The general manager of a roller rink where the Gentlemen of Desire and other promoters often hold dances acknowledged that sometimes security measures aren’t enough to keep teen-agers from sneaking in alcohol and fighting.

“We’re always having problems along those lines, but we handle it,” said Charles Siegmund, general manager of the Sherman Square Entertainment Center in Reseda, which maintains a city permit for teen-age dances. If dances “are controlled and monitored, they are good because teens don’t have anywhere to go with a controlled atmosphere,” Siegmund said.

Police Unconvinced

Police aren’t convinced that promoters and hall owners are making an honest effort to keep the dances within legal limits. There are municipal codes designed to regulate and control teen-age dances, but police say most promoters and dance-hall owners never bother to apply for a permit.

Advertisement

“Those are strictly illegal operations and they cause all kinds of problems,” said Detective Richard Rudell of the Los Angeles Police Commission’s investigation division. “These people rent these halls and there’s no control over them.”
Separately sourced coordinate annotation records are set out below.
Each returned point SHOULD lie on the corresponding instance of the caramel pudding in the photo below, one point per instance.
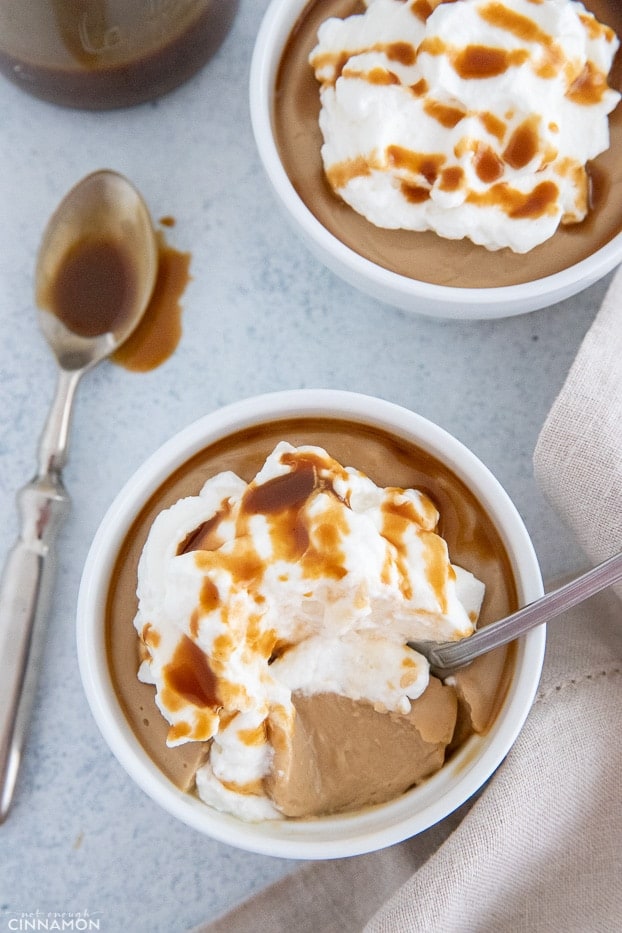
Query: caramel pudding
(426, 256)
(342, 755)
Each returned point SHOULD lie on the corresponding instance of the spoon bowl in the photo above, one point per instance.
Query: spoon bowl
(446, 657)
(95, 273)
(95, 270)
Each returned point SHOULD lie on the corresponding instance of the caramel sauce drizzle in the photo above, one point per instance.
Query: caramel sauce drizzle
(479, 62)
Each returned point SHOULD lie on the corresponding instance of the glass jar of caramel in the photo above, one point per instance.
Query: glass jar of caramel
(100, 54)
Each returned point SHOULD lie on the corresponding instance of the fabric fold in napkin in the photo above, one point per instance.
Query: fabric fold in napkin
(540, 850)
(578, 457)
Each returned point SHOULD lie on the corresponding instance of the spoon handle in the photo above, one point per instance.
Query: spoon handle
(449, 656)
(26, 585)
(24, 600)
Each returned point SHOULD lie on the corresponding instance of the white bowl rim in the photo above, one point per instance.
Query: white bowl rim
(276, 25)
(329, 837)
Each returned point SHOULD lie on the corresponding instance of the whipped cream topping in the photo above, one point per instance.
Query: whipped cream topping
(308, 579)
(472, 118)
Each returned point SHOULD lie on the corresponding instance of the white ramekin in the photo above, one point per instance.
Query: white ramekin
(398, 290)
(335, 836)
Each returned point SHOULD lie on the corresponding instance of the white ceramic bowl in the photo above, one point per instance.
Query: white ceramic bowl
(335, 836)
(399, 290)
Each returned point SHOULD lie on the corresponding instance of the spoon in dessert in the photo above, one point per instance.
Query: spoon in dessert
(447, 657)
(95, 273)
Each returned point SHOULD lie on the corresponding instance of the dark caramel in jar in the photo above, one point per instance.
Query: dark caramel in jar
(100, 54)
(473, 540)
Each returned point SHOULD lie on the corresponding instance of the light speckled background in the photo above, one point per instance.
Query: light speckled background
(260, 314)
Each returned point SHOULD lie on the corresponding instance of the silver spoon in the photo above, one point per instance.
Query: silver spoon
(95, 273)
(447, 657)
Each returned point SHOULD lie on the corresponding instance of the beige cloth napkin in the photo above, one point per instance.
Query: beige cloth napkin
(540, 850)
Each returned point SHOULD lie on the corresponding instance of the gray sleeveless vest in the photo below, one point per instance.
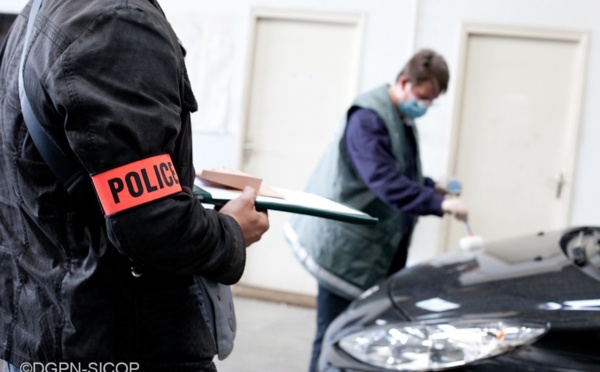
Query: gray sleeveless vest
(347, 258)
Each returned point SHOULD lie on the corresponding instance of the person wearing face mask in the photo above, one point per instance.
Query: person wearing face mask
(373, 165)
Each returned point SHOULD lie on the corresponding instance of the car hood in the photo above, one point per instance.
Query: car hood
(552, 276)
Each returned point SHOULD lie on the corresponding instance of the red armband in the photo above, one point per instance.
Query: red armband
(136, 183)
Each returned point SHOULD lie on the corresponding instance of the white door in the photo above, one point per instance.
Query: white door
(304, 72)
(515, 130)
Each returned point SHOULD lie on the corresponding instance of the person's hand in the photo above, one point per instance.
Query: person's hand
(456, 208)
(441, 188)
(253, 223)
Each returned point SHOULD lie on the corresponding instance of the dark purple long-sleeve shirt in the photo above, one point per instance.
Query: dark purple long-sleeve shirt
(368, 145)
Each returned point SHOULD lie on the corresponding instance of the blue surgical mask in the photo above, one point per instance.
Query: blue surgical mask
(413, 108)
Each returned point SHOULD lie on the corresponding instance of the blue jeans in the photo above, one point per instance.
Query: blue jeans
(329, 306)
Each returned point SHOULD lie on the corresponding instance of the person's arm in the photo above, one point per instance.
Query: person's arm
(368, 147)
(119, 86)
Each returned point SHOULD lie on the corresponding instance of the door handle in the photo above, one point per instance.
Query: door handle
(560, 183)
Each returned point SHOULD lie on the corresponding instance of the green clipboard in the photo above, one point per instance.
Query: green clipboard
(293, 202)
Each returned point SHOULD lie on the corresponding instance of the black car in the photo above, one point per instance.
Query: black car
(524, 304)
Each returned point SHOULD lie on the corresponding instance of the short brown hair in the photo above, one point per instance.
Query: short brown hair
(427, 65)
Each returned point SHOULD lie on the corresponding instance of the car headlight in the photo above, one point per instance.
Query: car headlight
(425, 346)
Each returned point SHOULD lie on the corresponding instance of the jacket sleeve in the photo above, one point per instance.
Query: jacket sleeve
(367, 143)
(120, 89)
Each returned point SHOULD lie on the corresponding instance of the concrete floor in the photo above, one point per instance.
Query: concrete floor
(270, 337)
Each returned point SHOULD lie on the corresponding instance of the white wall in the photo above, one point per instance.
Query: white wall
(394, 29)
(438, 27)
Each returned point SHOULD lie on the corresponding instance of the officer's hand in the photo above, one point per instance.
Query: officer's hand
(253, 223)
(456, 208)
(441, 188)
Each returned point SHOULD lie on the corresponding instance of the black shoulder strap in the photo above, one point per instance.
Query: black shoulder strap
(68, 173)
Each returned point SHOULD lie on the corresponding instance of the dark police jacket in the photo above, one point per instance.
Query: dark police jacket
(109, 80)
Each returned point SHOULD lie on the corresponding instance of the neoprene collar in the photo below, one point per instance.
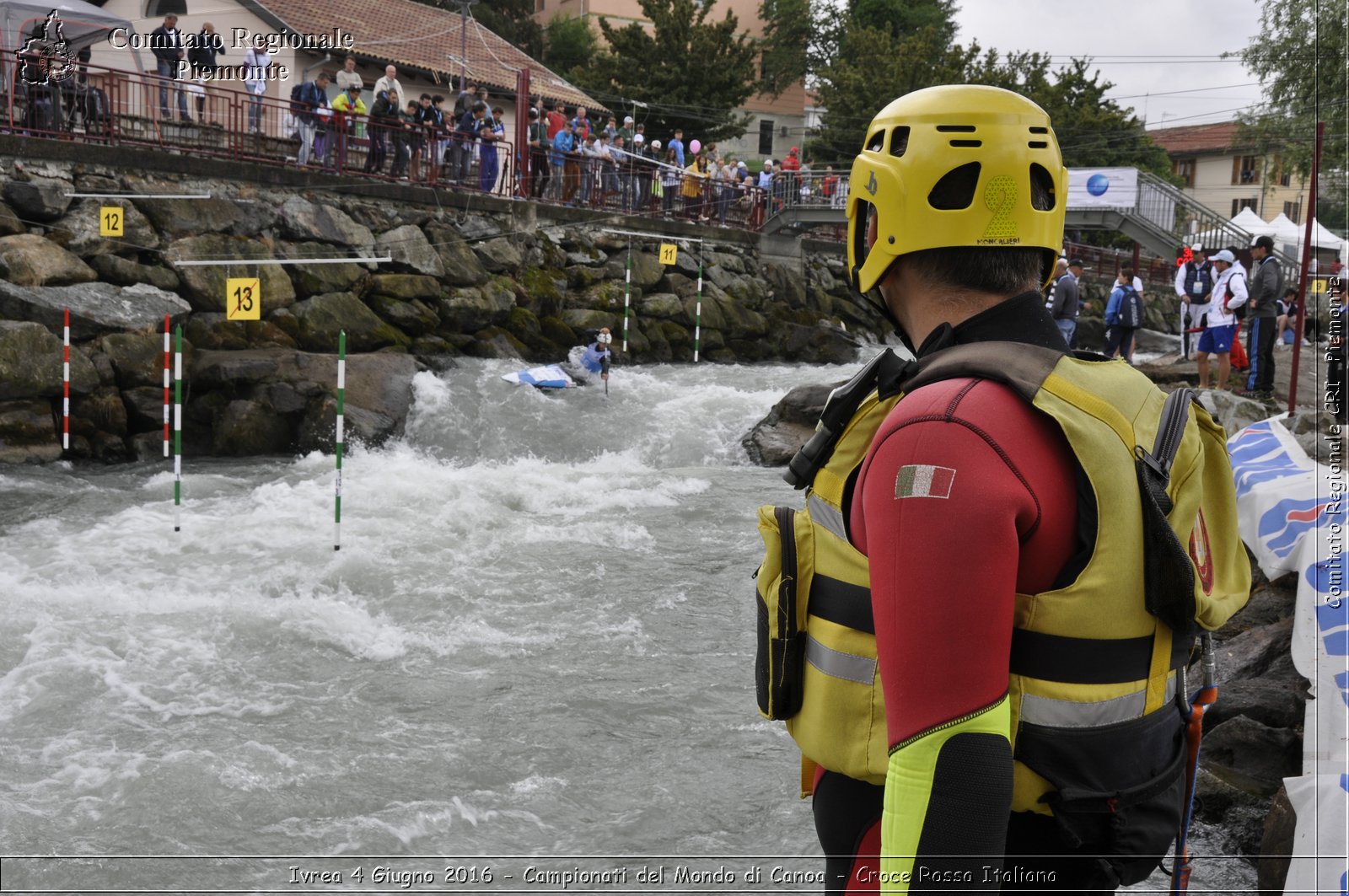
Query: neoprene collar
(1022, 319)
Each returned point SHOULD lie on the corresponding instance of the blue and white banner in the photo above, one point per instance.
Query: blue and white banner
(1103, 188)
(1292, 512)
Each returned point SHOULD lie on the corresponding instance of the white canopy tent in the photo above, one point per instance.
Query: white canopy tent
(81, 24)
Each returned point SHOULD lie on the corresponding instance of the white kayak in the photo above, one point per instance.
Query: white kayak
(544, 377)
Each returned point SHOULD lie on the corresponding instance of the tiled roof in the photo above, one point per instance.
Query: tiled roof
(420, 37)
(1196, 138)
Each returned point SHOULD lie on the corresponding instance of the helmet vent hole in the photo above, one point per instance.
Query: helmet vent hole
(955, 189)
(899, 141)
(1042, 188)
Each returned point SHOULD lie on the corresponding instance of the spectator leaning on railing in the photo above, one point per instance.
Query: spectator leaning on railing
(166, 45)
(310, 101)
(255, 81)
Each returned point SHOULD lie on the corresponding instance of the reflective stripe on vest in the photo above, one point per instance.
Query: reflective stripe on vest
(838, 664)
(1054, 713)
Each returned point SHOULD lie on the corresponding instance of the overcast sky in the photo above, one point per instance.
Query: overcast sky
(1162, 56)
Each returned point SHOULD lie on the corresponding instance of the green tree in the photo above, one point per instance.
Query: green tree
(692, 72)
(570, 45)
(1299, 57)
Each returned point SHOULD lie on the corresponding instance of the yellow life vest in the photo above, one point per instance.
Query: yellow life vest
(1083, 657)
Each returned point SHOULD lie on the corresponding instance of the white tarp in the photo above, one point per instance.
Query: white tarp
(1293, 518)
(1103, 188)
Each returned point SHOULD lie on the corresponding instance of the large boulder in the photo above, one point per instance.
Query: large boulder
(34, 260)
(411, 316)
(83, 222)
(123, 271)
(411, 251)
(1252, 756)
(175, 217)
(31, 366)
(245, 428)
(38, 199)
(776, 439)
(94, 308)
(1232, 412)
(458, 260)
(470, 309)
(499, 255)
(303, 220)
(1259, 679)
(10, 222)
(138, 359)
(316, 280)
(323, 318)
(27, 432)
(404, 287)
(206, 285)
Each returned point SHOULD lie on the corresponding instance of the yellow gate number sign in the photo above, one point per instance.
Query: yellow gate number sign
(243, 298)
(111, 222)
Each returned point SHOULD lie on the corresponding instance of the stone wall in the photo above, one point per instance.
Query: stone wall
(483, 278)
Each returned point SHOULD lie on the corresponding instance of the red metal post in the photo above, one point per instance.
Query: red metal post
(524, 168)
(1306, 263)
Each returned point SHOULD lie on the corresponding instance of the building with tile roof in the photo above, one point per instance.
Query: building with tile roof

It is a misdemeanor to hold a dance without a permit. But police have difficulty finding the dances to enforce the code. Often, flyers and word of mouth are the only forms of advertisement. And the promoters move dances from hall to hall.

“By the time we become aware of these hit-and-run violators, it’s usually after the fact,” Rudell said. “It’s impossible to enforce.”

And, Sgt. Ontiveros adds, the Police Department can’t spare the resources to locate and monitor teen-age dances.

“We just don’t have the manpower to baby-sit these halls,” he said. “I don’t know what the cure is.”

So, it appears that the mobile disc jockeys will continue to ply their trade, with or without the city’s blessing. And that’s just fine with the youths who go to the dances.